Posted: 9:20 am on February 15th

latheman latheman writes: Technology is great, but it will be at the expense of new people entering the craft. Hobbyist and younger, less well-heeled woodworkers won't be able to afford a sawstop saw. Lastly, a newbie to woodworking scrapes enough together to buy a saw and cuts into a wet piece of wood, ruins a blade and cartridge, they may not be able to afford replacements...safety first in practice vs. Technology is always better.
Posted: 3:51 am on February 15th

ScottSh ScottSh writes: I had the same thought when I saw it last night - he simplifies for the sake of comedy. But the piece suggests that SawStop is a no-brainer and you wouldn't use it only if you believe in your right to cut your fingers off.

The 'safety at any cost' argument could have been explored with similar humor but perhaps is somewhat subtle.
Posted: 9:59 pm on February 14th

davek davek writes: Please note that the first paragraph of my comment above is a quote from a another comment. I surrounded it with html italic tags which are obviously not supported in this window.

The rest is my response.
Posted: 9:28 pm on February 14th

davek davek writes: However, clowns are going to continue to cut thier fingers off if they possibly can,leading to higher medical bills, disability costs and lost productivity for all of society.

My guess is that the aggregate costs to society are far greater with new regulations than the status quo. Thousands of woodworkers spending hundreds of dollars for a feature that benefits them not compared to a comparatively small number of (often) careless or sloppy individuals who hurt themselves unnecessarily.

Another counter-argument is that once the Feds get their noses into your workshop they aren't going to stop at the table saw.

That's a prospect I don't even like to think about.


Posted: 9:25 pm on February 14th

sparewood sparewood writes: I'm truly torn (no pun intended).
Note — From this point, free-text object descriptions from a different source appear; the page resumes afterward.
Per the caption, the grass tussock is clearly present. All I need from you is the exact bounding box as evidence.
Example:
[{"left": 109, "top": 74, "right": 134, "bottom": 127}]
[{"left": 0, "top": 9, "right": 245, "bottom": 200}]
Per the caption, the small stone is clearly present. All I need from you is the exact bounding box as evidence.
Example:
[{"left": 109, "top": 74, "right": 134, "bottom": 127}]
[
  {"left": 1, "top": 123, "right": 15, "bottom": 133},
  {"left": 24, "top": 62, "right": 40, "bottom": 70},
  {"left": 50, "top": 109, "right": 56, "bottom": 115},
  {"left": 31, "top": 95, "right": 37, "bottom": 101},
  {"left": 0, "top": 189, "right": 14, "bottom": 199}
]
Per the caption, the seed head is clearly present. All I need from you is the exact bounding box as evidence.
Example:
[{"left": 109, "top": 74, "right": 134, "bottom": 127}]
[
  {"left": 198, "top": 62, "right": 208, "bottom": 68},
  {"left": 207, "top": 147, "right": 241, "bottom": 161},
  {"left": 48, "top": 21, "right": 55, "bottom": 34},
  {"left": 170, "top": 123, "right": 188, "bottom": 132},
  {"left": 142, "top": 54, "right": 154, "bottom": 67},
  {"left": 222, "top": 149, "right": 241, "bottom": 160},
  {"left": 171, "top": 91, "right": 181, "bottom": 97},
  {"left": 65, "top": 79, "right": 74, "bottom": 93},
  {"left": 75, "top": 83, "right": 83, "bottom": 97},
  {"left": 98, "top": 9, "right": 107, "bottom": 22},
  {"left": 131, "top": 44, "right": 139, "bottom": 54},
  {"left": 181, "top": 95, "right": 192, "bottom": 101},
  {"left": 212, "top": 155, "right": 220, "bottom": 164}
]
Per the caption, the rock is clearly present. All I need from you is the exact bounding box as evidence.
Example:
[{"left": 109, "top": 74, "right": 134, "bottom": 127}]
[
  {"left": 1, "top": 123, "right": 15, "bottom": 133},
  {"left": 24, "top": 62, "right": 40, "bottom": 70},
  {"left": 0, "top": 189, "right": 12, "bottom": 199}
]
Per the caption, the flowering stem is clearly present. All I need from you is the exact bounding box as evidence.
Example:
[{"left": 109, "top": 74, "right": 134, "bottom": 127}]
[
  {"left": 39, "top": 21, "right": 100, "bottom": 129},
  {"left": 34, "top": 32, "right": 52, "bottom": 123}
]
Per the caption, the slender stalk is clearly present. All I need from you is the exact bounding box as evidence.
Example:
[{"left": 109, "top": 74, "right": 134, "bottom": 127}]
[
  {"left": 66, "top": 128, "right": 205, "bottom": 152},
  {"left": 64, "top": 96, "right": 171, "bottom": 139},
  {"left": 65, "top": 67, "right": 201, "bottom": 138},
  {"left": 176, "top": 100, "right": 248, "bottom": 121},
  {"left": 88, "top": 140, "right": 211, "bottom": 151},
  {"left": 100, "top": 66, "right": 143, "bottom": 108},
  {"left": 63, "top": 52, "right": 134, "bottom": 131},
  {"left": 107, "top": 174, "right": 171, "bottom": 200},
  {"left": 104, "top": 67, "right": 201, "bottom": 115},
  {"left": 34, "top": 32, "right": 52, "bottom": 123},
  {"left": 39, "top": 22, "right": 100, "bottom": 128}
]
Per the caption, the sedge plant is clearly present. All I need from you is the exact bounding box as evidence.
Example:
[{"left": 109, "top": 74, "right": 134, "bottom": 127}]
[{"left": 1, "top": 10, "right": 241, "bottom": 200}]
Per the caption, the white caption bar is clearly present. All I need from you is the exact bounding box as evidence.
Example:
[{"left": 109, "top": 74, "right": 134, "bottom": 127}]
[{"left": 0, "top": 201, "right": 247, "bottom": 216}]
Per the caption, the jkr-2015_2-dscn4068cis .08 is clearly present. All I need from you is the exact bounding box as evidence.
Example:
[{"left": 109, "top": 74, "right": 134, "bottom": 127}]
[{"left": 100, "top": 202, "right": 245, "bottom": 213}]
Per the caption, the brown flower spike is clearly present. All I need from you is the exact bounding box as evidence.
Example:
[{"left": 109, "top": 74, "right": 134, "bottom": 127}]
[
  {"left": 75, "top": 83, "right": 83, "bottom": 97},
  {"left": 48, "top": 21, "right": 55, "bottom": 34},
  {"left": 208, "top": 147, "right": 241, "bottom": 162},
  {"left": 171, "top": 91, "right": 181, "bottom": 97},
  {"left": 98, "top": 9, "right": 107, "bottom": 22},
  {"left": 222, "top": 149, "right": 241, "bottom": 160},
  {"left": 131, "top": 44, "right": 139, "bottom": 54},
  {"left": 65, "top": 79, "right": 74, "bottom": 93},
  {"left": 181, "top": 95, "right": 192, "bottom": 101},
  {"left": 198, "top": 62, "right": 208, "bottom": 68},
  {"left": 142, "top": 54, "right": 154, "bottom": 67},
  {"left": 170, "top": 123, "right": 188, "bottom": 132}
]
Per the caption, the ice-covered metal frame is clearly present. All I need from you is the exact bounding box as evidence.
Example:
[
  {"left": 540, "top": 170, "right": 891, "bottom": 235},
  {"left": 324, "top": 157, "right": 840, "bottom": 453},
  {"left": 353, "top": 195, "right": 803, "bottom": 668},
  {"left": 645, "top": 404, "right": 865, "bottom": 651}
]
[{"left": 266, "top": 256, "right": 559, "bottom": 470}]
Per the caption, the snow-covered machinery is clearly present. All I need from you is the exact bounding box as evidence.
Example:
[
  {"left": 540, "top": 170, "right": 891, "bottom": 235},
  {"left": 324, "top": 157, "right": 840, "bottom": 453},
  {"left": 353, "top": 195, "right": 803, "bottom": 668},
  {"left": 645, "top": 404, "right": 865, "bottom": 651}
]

If a clown wants to ignore basic safety precautions and cut his fingers off, the rest of us should not have to pay for it with higher tool costs for extras that might not benefit the majority. However, clowns are going to continue to cut thier fingers off if they possibly can,leading to higher medical bills, disability costs and lost productivity for all of society. In five years Saw Stop technology may be looked upon as such a no brainer -- like the auto seat belt -- that we'll wonder what the fuss is all about. If legislation pushes the industry to knuckle down (there I go again), inovate and develop safer machines... all the better.
Posted: 8:42 pm on February 14th

Pbmaster11 Pbmaster11 writes: I couldn't agree more... jamming more government in our lives.